Title: Puffer Research
Post by: ianb on June 07, 2008, 07:15:45 AM
     Well, my Arif is "completed" and I'm looking forward to a summer of sailing her and my Al Khubar around the pond. Hopefully my old thumbs will start to acquire some ability to control and direct the models in a more precise and less haphazard manner.

     For my next model, to be started this winter, I am leaning towards the Mountfleet Highlander. The size and weight are right, and as an ex-pat Scot I want to give a tip of my (metaphorical) bonnet to my culture. I do enjoy the Para Handy episodes on Youtube!

     So far my research indicates that a Graupner 720 Torque on 12V SLA might just fit the bill for power. Would love a real steam engine, but I may be getting out of my depth there. Amber, red and green LED's with the flicker effect electronics to simulate oil lamps. So far so good. I can order all the electronics from Britain, and can readily obtain a Graupner motor here (Japan). My main problem is that there are no readily available sources of model boat parts here, so any additional small parts must be ordered from abroad. Can't run down to the local hobby shop unless I want car, aeroplane, or helicopter parts!

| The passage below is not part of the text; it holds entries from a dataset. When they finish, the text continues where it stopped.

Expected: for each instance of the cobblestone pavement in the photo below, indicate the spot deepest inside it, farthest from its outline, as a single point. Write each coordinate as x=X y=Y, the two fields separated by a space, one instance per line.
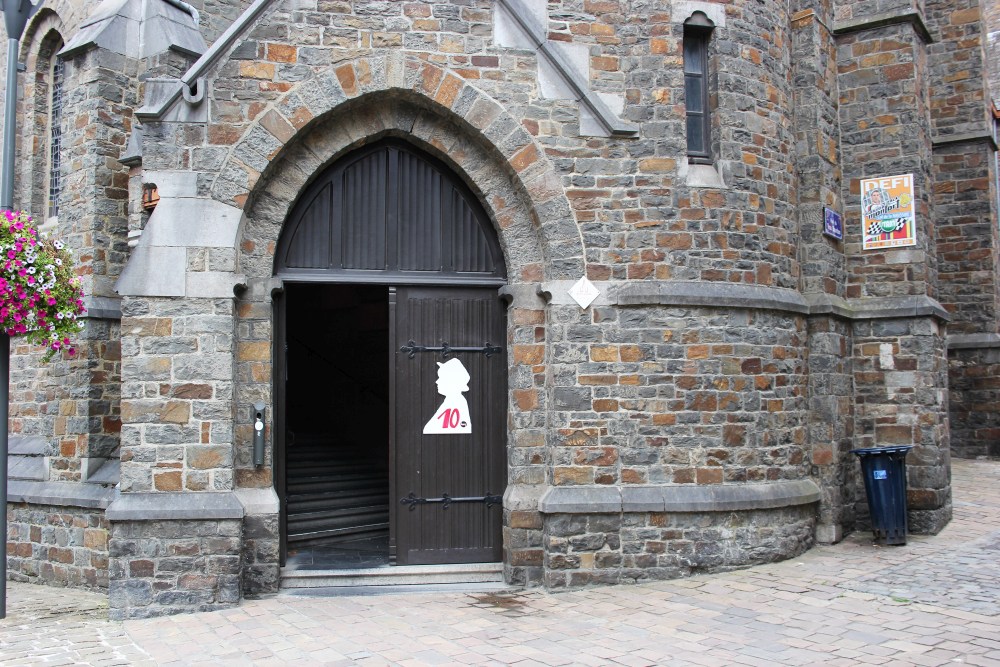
x=935 y=601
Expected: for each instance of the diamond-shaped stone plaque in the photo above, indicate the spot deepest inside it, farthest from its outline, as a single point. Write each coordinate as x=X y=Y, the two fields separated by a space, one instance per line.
x=584 y=292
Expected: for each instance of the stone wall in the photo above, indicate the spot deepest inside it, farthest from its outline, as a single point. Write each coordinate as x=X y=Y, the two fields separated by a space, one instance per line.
x=170 y=567
x=65 y=546
x=734 y=349
x=631 y=547
x=974 y=383
x=177 y=384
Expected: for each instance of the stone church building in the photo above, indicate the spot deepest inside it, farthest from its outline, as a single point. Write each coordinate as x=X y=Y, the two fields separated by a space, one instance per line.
x=572 y=292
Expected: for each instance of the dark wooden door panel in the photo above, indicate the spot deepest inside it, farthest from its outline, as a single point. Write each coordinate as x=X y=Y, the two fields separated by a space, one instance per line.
x=460 y=465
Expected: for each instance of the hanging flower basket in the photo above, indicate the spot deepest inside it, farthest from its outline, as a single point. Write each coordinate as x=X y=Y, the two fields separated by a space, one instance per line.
x=40 y=298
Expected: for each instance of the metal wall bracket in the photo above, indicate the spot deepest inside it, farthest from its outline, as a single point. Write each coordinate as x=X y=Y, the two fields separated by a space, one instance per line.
x=411 y=349
x=446 y=500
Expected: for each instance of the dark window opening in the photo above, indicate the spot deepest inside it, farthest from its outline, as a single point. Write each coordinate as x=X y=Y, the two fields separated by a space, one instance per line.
x=697 y=33
x=55 y=136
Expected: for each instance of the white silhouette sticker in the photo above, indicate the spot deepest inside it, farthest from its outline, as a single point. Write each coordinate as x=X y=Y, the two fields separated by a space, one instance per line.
x=452 y=417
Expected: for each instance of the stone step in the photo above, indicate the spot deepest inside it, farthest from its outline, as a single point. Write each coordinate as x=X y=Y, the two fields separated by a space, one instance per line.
x=400 y=575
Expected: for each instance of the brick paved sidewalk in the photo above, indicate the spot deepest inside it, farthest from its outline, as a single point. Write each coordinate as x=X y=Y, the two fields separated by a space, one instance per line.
x=935 y=601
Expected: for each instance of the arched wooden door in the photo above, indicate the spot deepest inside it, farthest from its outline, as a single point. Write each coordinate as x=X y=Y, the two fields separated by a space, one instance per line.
x=389 y=215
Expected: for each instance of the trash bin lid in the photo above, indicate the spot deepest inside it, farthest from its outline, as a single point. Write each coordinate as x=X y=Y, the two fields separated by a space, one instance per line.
x=872 y=451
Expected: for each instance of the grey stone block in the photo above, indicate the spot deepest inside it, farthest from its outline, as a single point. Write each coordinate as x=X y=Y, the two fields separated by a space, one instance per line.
x=175 y=506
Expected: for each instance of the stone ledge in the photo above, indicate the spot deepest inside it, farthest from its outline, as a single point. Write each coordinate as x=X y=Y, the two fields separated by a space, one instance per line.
x=710 y=294
x=761 y=297
x=61 y=494
x=175 y=506
x=103 y=307
x=902 y=306
x=916 y=19
x=677 y=498
x=973 y=341
x=985 y=136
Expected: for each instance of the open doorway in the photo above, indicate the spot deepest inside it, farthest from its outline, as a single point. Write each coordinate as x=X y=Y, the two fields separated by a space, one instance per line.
x=337 y=426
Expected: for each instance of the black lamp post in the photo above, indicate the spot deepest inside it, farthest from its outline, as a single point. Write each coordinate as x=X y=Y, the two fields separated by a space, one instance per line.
x=15 y=15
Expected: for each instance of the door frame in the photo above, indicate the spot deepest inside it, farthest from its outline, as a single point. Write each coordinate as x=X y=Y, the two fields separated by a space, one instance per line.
x=279 y=381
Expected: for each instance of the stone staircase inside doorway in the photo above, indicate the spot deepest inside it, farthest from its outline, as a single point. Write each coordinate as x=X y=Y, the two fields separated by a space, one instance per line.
x=334 y=497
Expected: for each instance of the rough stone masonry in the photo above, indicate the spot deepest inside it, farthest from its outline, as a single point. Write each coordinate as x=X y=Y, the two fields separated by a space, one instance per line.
x=698 y=415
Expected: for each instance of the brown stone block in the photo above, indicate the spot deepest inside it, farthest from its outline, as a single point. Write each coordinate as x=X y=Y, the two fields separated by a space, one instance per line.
x=282 y=53
x=709 y=475
x=254 y=478
x=630 y=353
x=60 y=555
x=430 y=79
x=733 y=435
x=698 y=352
x=569 y=476
x=597 y=456
x=600 y=380
x=526 y=520
x=448 y=91
x=525 y=399
x=167 y=481
x=95 y=538
x=604 y=63
x=254 y=351
x=894 y=435
x=704 y=402
x=522 y=439
x=526 y=557
x=149 y=326
x=253 y=69
x=197 y=582
x=924 y=499
x=524 y=158
x=191 y=391
x=207 y=457
x=580 y=437
x=963 y=16
x=348 y=79
x=898 y=72
x=633 y=476
x=605 y=405
x=529 y=355
x=684 y=476
x=276 y=124
x=141 y=568
x=657 y=165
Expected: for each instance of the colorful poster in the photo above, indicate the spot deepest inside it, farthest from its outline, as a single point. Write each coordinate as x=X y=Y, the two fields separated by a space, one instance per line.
x=452 y=417
x=887 y=216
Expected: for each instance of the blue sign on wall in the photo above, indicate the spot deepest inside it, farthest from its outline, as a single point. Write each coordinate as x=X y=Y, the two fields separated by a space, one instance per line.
x=833 y=225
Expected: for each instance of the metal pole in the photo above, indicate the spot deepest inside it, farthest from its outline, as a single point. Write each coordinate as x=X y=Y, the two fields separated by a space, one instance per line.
x=9 y=129
x=15 y=16
x=4 y=410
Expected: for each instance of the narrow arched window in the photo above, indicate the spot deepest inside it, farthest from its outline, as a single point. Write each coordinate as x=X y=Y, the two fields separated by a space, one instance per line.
x=55 y=134
x=697 y=33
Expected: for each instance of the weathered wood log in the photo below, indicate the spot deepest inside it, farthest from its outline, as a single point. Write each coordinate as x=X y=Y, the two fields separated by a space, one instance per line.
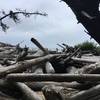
x=24 y=77
x=37 y=86
x=21 y=66
x=83 y=60
x=53 y=92
x=90 y=69
x=39 y=45
x=27 y=92
x=87 y=94
x=69 y=57
x=49 y=68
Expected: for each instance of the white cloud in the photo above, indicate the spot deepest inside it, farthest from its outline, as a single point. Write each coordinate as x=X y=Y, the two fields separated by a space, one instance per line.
x=59 y=26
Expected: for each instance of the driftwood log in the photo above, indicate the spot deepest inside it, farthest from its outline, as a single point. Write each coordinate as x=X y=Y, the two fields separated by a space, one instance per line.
x=24 y=77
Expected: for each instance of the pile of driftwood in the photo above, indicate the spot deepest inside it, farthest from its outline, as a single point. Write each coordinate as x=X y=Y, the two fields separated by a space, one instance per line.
x=47 y=75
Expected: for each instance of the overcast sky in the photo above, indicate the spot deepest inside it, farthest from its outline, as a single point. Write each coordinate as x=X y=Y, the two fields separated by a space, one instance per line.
x=59 y=26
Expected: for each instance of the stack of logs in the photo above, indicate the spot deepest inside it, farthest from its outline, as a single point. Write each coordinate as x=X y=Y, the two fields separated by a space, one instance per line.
x=47 y=75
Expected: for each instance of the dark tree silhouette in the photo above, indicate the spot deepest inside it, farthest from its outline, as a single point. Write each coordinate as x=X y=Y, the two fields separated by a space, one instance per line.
x=87 y=13
x=14 y=16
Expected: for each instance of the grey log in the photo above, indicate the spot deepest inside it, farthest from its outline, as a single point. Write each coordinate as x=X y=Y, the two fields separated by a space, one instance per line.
x=27 y=92
x=21 y=66
x=24 y=77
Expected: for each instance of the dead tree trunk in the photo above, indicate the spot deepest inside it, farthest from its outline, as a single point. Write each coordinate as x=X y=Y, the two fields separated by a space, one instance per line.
x=87 y=13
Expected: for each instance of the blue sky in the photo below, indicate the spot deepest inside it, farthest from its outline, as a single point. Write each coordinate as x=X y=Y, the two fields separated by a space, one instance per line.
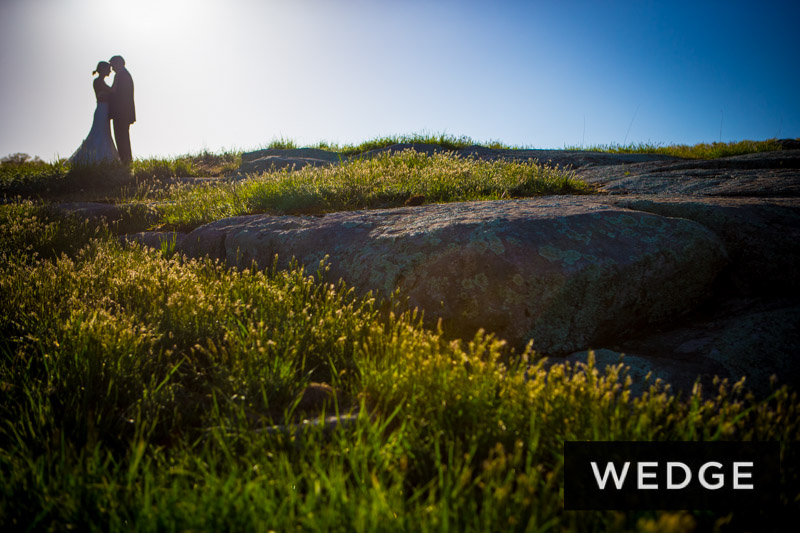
x=237 y=74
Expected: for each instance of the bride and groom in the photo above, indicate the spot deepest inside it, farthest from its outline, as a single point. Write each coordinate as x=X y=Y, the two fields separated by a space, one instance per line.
x=115 y=103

     Bearing in mind my circumstances, I would really like to hear from  builders of the Mountfleet Highlander regarding any points of note or possible surprises (good and bad) that I might discover should I go ahead with the model. It is a lot easier to make preparations before than after.

     What would be a realistic smoke unit and sound unit for the Highlander? How do the Mountfleet kits compare to the Model Slipway kits? Is the finished model not only a fine display model, but will it be able to take the rather more severe conditions which result from use at the pond?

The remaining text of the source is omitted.